Union of India is under active consideration of Government. The State Government is in the process of framing a victim compensation scheme as per section 357-A of Cr.P.C. which will be notified within 45 days. In this connection, I am to state that since the case in W.P.No.13370/2001 filed by Thiru Govindasamy and another against the State of Tami Nadu (Home Department) and 4 others before the Hon'ble High Court, Madras, is posted for hearing on 10.6.2013, I am to request you to appraise the above position to the Hon'ble High Court." I hope, that the Government will take up the issue with concern, bestow its attention into the laudable object for which the provision has been brought into and prepare a scheme within 45 days as has been stated in the letter cited supra. 12. I have already stated, if there is any Scheme under Section 357(A) of the Cr.P.C., it would enable the criminal courts as well as the Legal Services Authorities to recommend for payment of compensation as per the scheme.

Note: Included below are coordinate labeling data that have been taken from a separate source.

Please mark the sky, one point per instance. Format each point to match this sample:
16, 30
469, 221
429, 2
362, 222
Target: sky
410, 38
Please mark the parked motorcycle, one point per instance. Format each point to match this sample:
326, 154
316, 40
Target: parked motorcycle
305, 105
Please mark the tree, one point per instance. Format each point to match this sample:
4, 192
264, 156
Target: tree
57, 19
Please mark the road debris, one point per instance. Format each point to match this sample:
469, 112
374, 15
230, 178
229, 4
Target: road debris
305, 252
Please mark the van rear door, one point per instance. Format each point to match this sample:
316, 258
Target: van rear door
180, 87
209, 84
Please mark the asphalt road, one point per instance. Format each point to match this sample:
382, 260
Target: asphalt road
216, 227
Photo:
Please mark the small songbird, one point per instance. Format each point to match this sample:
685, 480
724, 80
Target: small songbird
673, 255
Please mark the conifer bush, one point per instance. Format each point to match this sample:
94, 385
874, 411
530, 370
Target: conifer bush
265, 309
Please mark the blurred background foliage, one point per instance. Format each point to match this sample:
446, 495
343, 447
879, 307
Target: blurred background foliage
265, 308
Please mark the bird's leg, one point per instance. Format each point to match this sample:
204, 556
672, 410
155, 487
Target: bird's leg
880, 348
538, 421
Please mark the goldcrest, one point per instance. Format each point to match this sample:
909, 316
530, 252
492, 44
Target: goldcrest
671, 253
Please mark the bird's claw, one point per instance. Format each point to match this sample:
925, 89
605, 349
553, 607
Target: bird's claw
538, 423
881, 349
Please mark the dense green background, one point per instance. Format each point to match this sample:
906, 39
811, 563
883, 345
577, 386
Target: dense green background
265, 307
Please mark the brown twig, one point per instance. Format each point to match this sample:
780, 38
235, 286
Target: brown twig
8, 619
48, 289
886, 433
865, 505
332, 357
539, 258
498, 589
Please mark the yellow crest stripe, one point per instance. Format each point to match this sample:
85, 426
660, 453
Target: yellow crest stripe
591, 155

It is needless to point out that in the absence of any such scheme, the power of this Court under Article 226 of the Constitution of India cannot be doubted at all for ordering compensation in an appropriate case. Though this power is available to this Court under Article 226 of the Constitution of India, in this case, I am not inclined to order for payment of compensation because there are lot of disputed questions of fact involved in this case which cannot be resolved in this Writ Petition. 13. In view of all the above, the Writ Petition fails and the same is accordingly dismissed leaving it open for the petitioners to work out their remedy elsewhere in accordance with law. No costs. 14. Before parting with this Writ Petition, I place on record the excellent services rendered by Mrs.Uma, the learned Counsel who was appointed as Amicus Curiea by this Court.